Тогда я купил диктофон, шесть японских кассет и начал вслух диктовать. Так проще. Язык у меня, признаюсь без лишней скромности, неплохо подвешен. Говорю я лучше и убедительнее, чем пишу. В юности я однажды попытался записать на бумаге пару случаев из моей практики – получилось бледно и слабо. С тех пор беру в руки ручку только, когда пишу отчеты о проведенной операции или докладные на имя начальства.
Сейчас я нахожусь в Тюмени. Сижу в гостиничном номере и наблюдаю за тараканом, который неуверенно выглядывает из-за плинтуса, активно вращая усами. Этот усатый приятель ждет – не дождется ночного времени, когда сможет с полным основанием прогуляться по комнате, демонстрируя этим, кто в гостинице настоящий хозяин.
Хорошо все-таки, что я не страдаю арахнофобией. Помню, в восемьдесят первом году, в Кандагаре, где выполнял «интернациональный долг», попал вместе с другом, Мишкой Дякиным, в плен к душманам. Те не придумали ничего лучше, как бросить нас, связанных, в яму, полную ядовитых мохнатых пауков.
Мишка скоро сошел с ума от такого соседства. Пауки закусали его до смерти. А я пролежал, не шевелясь, целую ночь, хотя не раз, когда мохнатая гадость ползла у меня по лицу или под гимнастеркой по животу, хотелось просто выть от жуткой щекотки.
Ничего, не взвыл! А наутро меня вытащили из ямы и передали в руки других, более влиятельных моджахедов. Те переправили меня в Пакистан, где полтора года держали в вонючей тюрьме. И только в начале восемьдесят третьего меня обменяли на американского шпиона…
…Я остановился в этой второсортной гостинице именно для того, чтобы не привлечь внимания. Все, кто останавливается в номерах «люкс» первоклассных гостиниц, сразу же берутся под наблюдение не только правоохранительными органами, но и уголовниками.

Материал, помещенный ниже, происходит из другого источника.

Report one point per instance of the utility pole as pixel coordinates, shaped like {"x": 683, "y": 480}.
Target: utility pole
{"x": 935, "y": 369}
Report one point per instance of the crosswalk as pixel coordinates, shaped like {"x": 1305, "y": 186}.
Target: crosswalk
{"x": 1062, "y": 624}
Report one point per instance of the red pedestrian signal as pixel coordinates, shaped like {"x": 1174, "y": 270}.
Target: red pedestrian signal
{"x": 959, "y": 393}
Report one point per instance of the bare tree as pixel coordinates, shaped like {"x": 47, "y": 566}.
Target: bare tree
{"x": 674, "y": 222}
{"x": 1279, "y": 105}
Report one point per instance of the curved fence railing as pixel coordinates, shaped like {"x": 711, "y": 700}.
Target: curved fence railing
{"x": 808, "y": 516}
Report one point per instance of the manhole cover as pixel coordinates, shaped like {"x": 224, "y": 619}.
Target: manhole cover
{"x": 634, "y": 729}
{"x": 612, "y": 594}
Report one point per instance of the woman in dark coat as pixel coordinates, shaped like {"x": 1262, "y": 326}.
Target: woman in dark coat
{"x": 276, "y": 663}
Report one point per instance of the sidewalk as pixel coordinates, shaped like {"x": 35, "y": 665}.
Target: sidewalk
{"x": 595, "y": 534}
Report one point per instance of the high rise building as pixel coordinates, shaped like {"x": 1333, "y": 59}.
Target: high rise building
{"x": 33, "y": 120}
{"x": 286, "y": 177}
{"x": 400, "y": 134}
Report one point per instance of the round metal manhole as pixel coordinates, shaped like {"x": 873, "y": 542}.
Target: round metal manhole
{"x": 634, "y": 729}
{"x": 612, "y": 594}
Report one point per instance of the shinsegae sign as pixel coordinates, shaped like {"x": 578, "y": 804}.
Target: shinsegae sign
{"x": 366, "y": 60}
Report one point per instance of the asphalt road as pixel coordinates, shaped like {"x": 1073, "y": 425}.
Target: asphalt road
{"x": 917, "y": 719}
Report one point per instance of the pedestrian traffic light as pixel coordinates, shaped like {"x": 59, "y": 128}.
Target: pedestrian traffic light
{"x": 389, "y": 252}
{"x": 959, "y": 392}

Криминальные группировки имеют своих осведомителей везде, в том числе, и в гостиницах.
На скромного приезжего, избравшего для жительства второразрядный номер, в котором лишь черно-белый телевизор, да и тот не работает, вряд ли сразу обратят внимание. Именно это мне и нужно – несколько «чистых» дней, когда буду уверен, что ни у кого не нахожусь «под колпаком».
Этих дней мне должно хватить для того, чтобы взять инициативу в свои руки. В игре, к которой меня подключили, победить может только тот, кто владеет инициативой.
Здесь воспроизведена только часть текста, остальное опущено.